Definition of NP-hardness for non-decision problems

Question

As I understand, the term "NP-hardness" is applicable when we also talk about optimization or search problems (i.e. return the satisfying assignment for 3-SAT). How do we formally define NP-hardness for such problems? The standard definition:

The problem is NP-hard when any problem from NP is polynomial-time reducible to this problem

doesn't make much sense, because of how the reduction is defined:

Language $A$ is polynomial-time reducible to $B$ if there exists a poly-time computable function $f$, such that $x \in A$ iff $f(x) \in B$.

The problem is that $B$ (e.g. our search problem) doesn't define a language (there may be other equivalent definitions, such as $A(x) \in \{true, false\}$, but they'll lead to the same problems).

My friend suggested that we can define a second poly-time computable function $g^{-1}$, which converts an "answer" for $B$ to answer for $A$: $x \in A$ iff $g^{-1}(B(f(x)))$ is $true$, where $B(y)$ is any correct answer for $y$. This makes sense, but I've never seen that.

So, what's the standard definition? For an answer, I would also ask for an appropriate citation (not to Wikipedia or random slides).

Answer 1

There is a slight abuse of notation going on. We say that a function $f$ is NP-hard if $f\in FP$ implies $P=NP$. For example, if $L$ is NP complete and $M_L(x,y)$ is a verifier for $L$, then any function $f$ which maps $x$ to some $y$ such that $M_L(x,y)$ whenever such $y$ exists is of course NP-hard in this sense. We don't usually talk about actual reductions in this context, however the natural way to go about saying $L$ reduces to computing $f$ is to say that there exists a polynomial time oracle machine $M^f$ with access to $f$ that decides $L$.

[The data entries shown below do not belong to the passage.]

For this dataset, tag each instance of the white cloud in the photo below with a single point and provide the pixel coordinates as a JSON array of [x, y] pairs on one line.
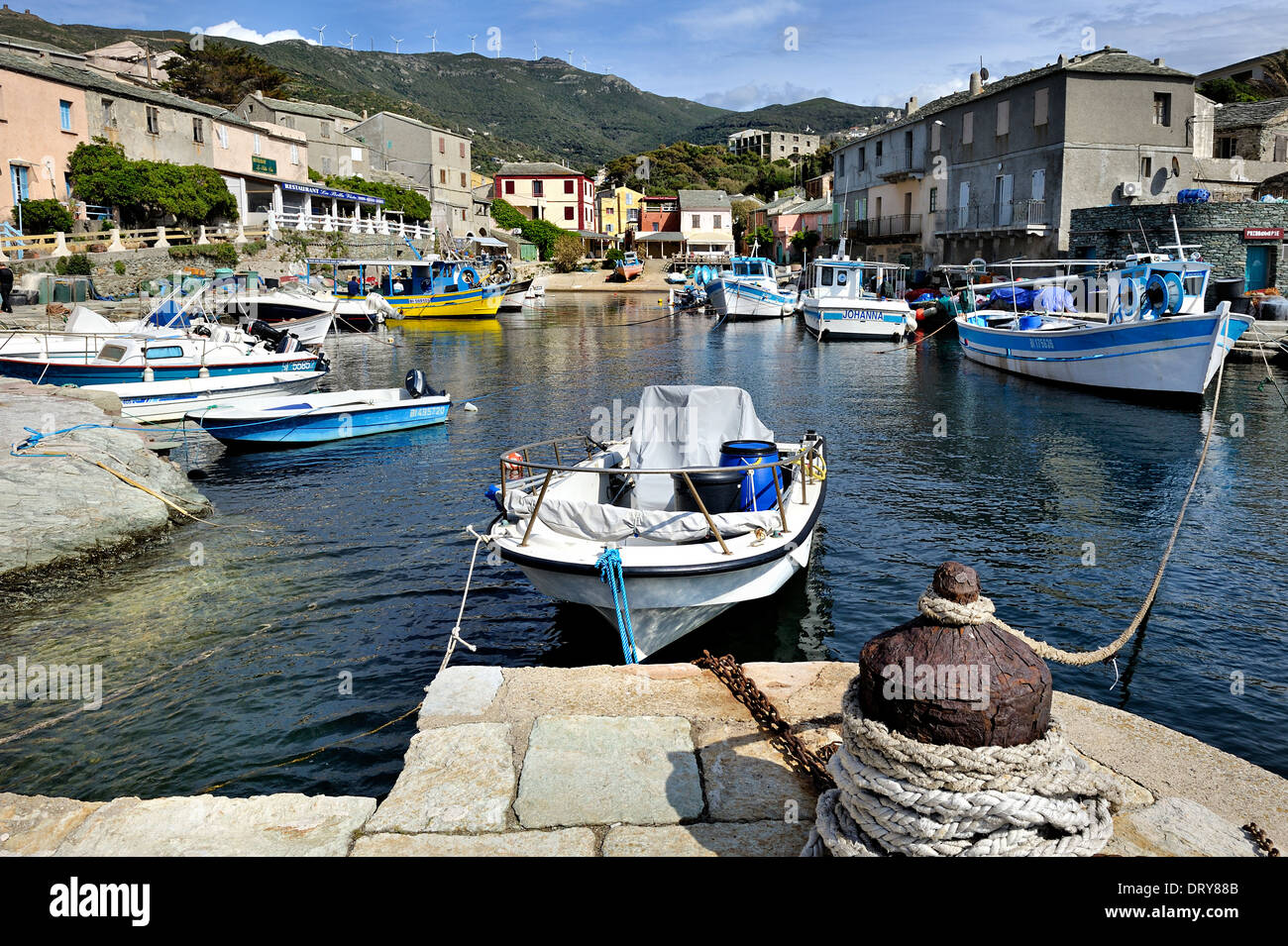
[[236, 31], [751, 95]]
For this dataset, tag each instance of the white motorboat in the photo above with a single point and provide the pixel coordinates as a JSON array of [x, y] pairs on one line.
[[170, 400], [748, 289], [853, 299], [699, 510]]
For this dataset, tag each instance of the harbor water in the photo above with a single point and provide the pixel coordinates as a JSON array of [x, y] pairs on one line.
[[317, 605]]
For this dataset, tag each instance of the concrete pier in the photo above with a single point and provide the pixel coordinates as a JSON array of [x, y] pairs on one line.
[[630, 761]]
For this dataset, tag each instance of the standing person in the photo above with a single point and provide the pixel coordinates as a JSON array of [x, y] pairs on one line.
[[5, 287]]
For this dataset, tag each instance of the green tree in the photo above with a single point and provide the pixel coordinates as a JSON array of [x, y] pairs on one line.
[[44, 216], [222, 75]]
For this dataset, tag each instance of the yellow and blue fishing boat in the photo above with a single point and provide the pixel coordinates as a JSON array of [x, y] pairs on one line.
[[419, 288]]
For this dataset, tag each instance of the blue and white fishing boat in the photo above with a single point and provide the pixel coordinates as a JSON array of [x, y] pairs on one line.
[[284, 421], [855, 299], [206, 352], [748, 289], [1158, 339]]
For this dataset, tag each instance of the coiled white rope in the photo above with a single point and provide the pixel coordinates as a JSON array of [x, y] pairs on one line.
[[897, 795]]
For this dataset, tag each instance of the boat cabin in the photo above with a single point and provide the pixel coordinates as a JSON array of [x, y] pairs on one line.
[[399, 278]]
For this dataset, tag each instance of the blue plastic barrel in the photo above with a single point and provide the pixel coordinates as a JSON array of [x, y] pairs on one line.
[[758, 488]]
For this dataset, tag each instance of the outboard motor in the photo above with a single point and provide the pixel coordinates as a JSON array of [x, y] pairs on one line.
[[265, 332], [416, 383]]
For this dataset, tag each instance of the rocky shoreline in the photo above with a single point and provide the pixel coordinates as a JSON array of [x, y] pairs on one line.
[[62, 514]]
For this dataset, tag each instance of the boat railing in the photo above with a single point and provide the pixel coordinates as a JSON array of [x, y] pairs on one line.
[[809, 457]]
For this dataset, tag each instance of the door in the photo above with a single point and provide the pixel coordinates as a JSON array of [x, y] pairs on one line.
[[1256, 273], [1003, 198]]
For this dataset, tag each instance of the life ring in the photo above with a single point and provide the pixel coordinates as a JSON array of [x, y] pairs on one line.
[[513, 465]]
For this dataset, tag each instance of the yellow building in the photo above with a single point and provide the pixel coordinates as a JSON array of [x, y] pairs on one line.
[[618, 210]]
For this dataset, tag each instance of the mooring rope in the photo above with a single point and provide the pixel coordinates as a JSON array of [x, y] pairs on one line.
[[896, 795]]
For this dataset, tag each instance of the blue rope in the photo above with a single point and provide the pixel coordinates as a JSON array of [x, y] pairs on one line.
[[609, 564]]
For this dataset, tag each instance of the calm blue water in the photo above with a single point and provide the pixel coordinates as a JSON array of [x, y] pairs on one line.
[[351, 559]]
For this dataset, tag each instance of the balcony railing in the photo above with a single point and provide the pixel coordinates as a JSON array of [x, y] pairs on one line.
[[1021, 215], [887, 227]]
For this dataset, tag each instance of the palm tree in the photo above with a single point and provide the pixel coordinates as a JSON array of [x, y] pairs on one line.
[[1274, 75]]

See also the zoo on the class FNP. The fact that "function NP" problems are defined relative to a specific verifier introduces some difficulty when talking about search to decision reduction.

Answer 2

You will not find a reference for "the standard definition" of NP-hardness. Some authors restrict the notion "NP-hard" to decision problems only, and use the definition of reduction you mention in your question (which is sometimes referred to as a "Karp reduction" or "many-one reduction"). Other authors use the term more loosely, and extend the notion to other types of problem (such as search or optimization problems). You can find a bit of historical background in Donald Knuth's "Postscript about NP-hard problems".

The wikipedia article explicitly discusses this (and gives some references):

A decision problem H is NP-hard when for every problem L in NP, there is a polynomial-time many-one reduction from L to H. [...]

Another definition is to require that there be a polynomial-time reduction from an NP-complete problem G to H. [...] Awkwardly, it does not restrict the class NP-hard to decision problems, and it also includes search problems or optimization problems.

The suggestion of your friend has some similarities with Cook reductions, which are sometimes used as the more loose definition of "NP-hardness". The suggestion of your friend captures well what people usually mean when they talk about an optimization problem being NP-hard.